Can psychedelics, together with a panoply of consciousness practice, bring humanity transformational healing, opening revealing into realizable visions for a sustainable, brilliant future? I believe they can and that through solid science and resulting safe and effective protocols we will get there. The medicines of our wellbeing can also serve as the elixirs of insight. There is much good work to be done.
With great relief and satisfaction, we are returning stateside tomorrow with a satchel full of insights as to how MINDS might best support the new science around psychedelics as creative catalysts for problem solving, design and leadership.
Count on more reports from me on this pioneering new science just born at Broughton way out in the Yorkshire Dales. Oh, and please don’t forget that if you have been inspired by any of this, or perhaps have your own experiences of extraordinary insight to share, please leave a comment and I’ll respond!

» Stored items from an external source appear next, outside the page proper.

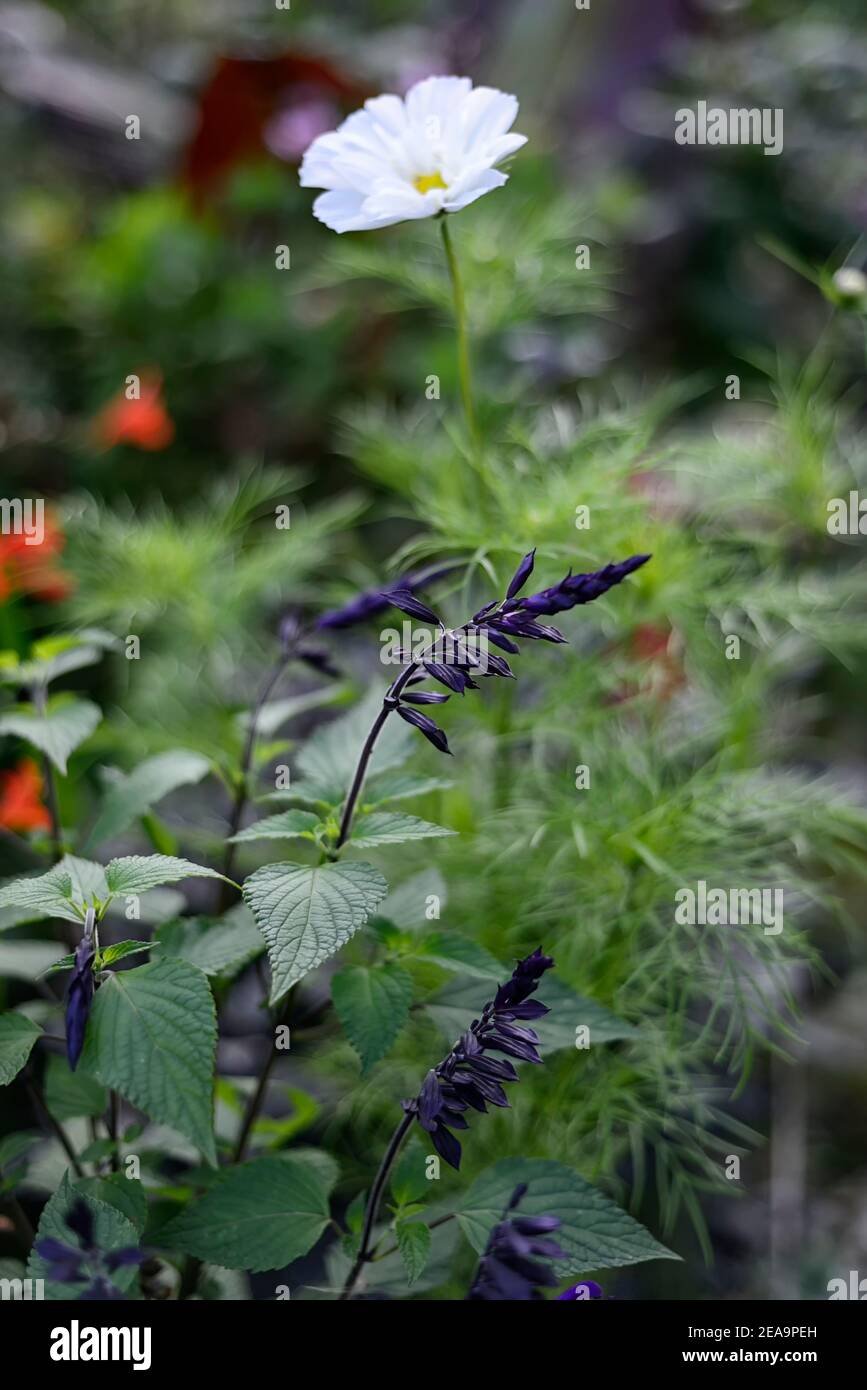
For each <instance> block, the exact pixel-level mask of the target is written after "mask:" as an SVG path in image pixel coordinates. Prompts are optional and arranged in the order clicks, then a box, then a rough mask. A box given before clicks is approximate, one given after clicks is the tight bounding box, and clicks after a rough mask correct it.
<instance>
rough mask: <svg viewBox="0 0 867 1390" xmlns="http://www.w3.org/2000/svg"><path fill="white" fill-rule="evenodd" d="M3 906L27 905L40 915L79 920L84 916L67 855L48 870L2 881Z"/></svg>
mask: <svg viewBox="0 0 867 1390" xmlns="http://www.w3.org/2000/svg"><path fill="white" fill-rule="evenodd" d="M6 906H13V908H26V909H28V910H32V912H33V913H35V915H36V916H39V917H63V919H64V920H65V922H78V923H81V922H82V920H83V916H85V913H83V906H82V898H81V892H79V891H78V888H76V883H75V877H74V874H72V872H71V867H69V862H68V858H67V859H61V860H60V863H58V865H54V867H53V869H49V872H47V873H42V874H35V876H33V877H29V878H13V881H11V883H6V884H3V887H1V888H0V908H6Z"/></svg>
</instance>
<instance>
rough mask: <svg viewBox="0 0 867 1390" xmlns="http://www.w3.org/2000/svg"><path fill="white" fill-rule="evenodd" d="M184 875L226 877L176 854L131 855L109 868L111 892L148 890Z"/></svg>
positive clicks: (211, 869) (116, 861)
mask: <svg viewBox="0 0 867 1390" xmlns="http://www.w3.org/2000/svg"><path fill="white" fill-rule="evenodd" d="M181 878H222V881H224V883H231V880H228V878H224V876H222V874H221V873H217V870H215V869H206V867H204V866H203V865H195V863H192V862H190V860H189V859H175V858H174V856H172V855H128V856H126V858H124V859H113V860H111V863H110V865H108V866H107V869H106V881H107V884H108V891H110V892H113V894H115V895H118V897H119V895H124V894H129V892H147V890H149V888H158V887H160V884H163V883H178V880H181Z"/></svg>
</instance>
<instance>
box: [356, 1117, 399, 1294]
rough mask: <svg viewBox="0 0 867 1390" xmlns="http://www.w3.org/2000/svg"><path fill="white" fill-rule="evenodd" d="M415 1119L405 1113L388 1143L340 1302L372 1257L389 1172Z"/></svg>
mask: <svg viewBox="0 0 867 1390" xmlns="http://www.w3.org/2000/svg"><path fill="white" fill-rule="evenodd" d="M414 1119H415V1116H414V1115H404V1116H403V1119H402V1120H400V1125H399V1126H397V1129H396V1130H395V1133H393V1134H392V1137H390V1140H389V1145H388V1148H386V1151H385V1154H383V1155H382V1162H381V1163H379V1172H378V1173H377V1176H375V1179H374V1186H372V1187H371V1194H370V1198H368V1202H367V1211H365V1212H364V1227H363V1230H361V1244H360V1245H358V1254H357V1255H356V1261H354V1264H353V1266H352V1269H350V1272H349V1275H347V1277H346V1283H345V1284H343V1291H342V1294H340V1302H343V1301H345V1300H346V1298H352V1294H353V1289H354V1287H356V1284H357V1282H358V1276H360V1273H361V1269H363V1268H364V1265H365V1264H367V1261H368V1259H370V1258H371V1254H370V1244H371V1236H372V1232H374V1226H375V1225H377V1215H378V1212H379V1202H381V1201H382V1194H383V1191H385V1184H386V1183H388V1179H389V1173H390V1170H392V1165H393V1162H395V1159H396V1158H397V1154H399V1151H400V1145H402V1144H403V1141H404V1138H406V1136H407V1133H408V1131H410V1129H411V1126H413V1120H414Z"/></svg>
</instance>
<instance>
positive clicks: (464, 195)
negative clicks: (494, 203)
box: [443, 170, 509, 213]
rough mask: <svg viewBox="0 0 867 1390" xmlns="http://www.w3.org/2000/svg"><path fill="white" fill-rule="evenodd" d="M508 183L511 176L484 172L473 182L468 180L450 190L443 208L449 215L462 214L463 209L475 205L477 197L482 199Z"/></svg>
mask: <svg viewBox="0 0 867 1390" xmlns="http://www.w3.org/2000/svg"><path fill="white" fill-rule="evenodd" d="M507 182H509V174H500V171H499V170H484V171H482V172H481V174H477V175H475V178H474V179H472V181H470V179H467V181H464V182H463V183H461V185H460V186H456V188H453V189H452V188H450V189H449V192H447V195H446V199H445V202H443V207H445V210H446V211H447V213H460V210H461V207H468V206H470V203H475V200H477V197H482V195H484V193H489V192H490V189H492V188H502V186H503V183H507Z"/></svg>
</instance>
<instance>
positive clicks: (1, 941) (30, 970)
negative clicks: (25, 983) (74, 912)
mask: <svg viewBox="0 0 867 1390" xmlns="http://www.w3.org/2000/svg"><path fill="white" fill-rule="evenodd" d="M79 926H81V922H79ZM56 960H57V945H56V944H53V942H51V941H0V976H3V974H7V976H10V977H11V979H13V980H31V981H33V980H35V979H36V977H38V976H40V974H44V973H46V970H49V969H50V966H51V965H53V963H54V962H56Z"/></svg>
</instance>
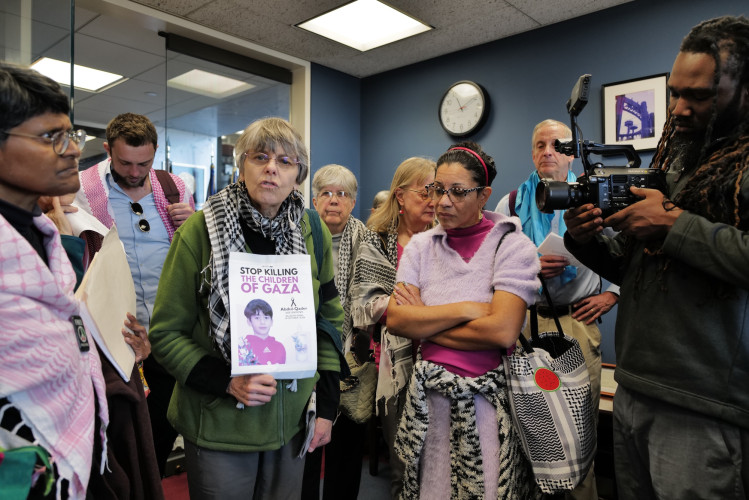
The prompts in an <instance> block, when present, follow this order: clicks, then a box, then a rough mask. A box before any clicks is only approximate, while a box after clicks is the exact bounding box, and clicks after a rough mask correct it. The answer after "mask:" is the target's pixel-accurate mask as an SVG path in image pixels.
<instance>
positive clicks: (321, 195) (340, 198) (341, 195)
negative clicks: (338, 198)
mask: <svg viewBox="0 0 749 500" xmlns="http://www.w3.org/2000/svg"><path fill="white" fill-rule="evenodd" d="M317 196H318V197H319V198H324V199H330V198H332V197H333V196H335V197H336V198H339V199H341V198H350V197H351V193H349V192H348V191H320V193H319V194H318V195H317Z"/></svg>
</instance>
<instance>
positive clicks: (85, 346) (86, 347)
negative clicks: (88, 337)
mask: <svg viewBox="0 0 749 500" xmlns="http://www.w3.org/2000/svg"><path fill="white" fill-rule="evenodd" d="M70 322H71V323H73V332H74V333H75V339H76V340H77V341H78V349H80V350H81V352H88V350H89V349H90V346H89V343H88V335H87V334H86V327H85V326H83V320H82V319H81V317H80V316H71V317H70Z"/></svg>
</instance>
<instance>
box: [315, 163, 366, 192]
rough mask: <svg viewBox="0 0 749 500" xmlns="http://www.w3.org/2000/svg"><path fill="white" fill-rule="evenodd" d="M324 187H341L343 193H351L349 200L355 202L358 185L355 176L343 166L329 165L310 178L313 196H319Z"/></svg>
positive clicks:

A special thanks to my dear Kathryn, my partner in all things, Matt Gillespie, MINDS’ launch director and creative partner, and to two extraordinary fellows who made this all possible: Alexander Beiner, who in my view is a true impresario of the UK psychedelic scene (and beyond) and his partnership was essential to bringing together and leading both events; and Roger Tempest, our generous host and cheerleader who offered us the exquisite Broughton Sanctuary, his family home of 32 generations.
Yours, Bruce
Wonderful to see this initiative gaining steam! While the FDA decision not to approve MDMA-assisted therapy was disappointing, I also believe the medicalization approach has its downsides. So much of the recent "psychedelic renaissance" conversation has focused on medicalization, with some airtime also given to the ceremonial and religious/spiritual use of psychedelics. Of the two, medical v. ceremonial, I think the latter is far more likely to be the more transformative pathway for our civilization. But usually left out of this conversation is the role these chemicals can play in catalyzing scientific and philosophical breakthroughs by dramatically amplifying creativity in the well-prepared mind. Psychedelics can function in many ways depending on set and setting: medicines, sacraments, and indeed, scientific and metaphysical instruments akin to particle colliders, except for ideas rather than protons!
Would love to host a gathering in Portugal @Dr. Bruce Damer!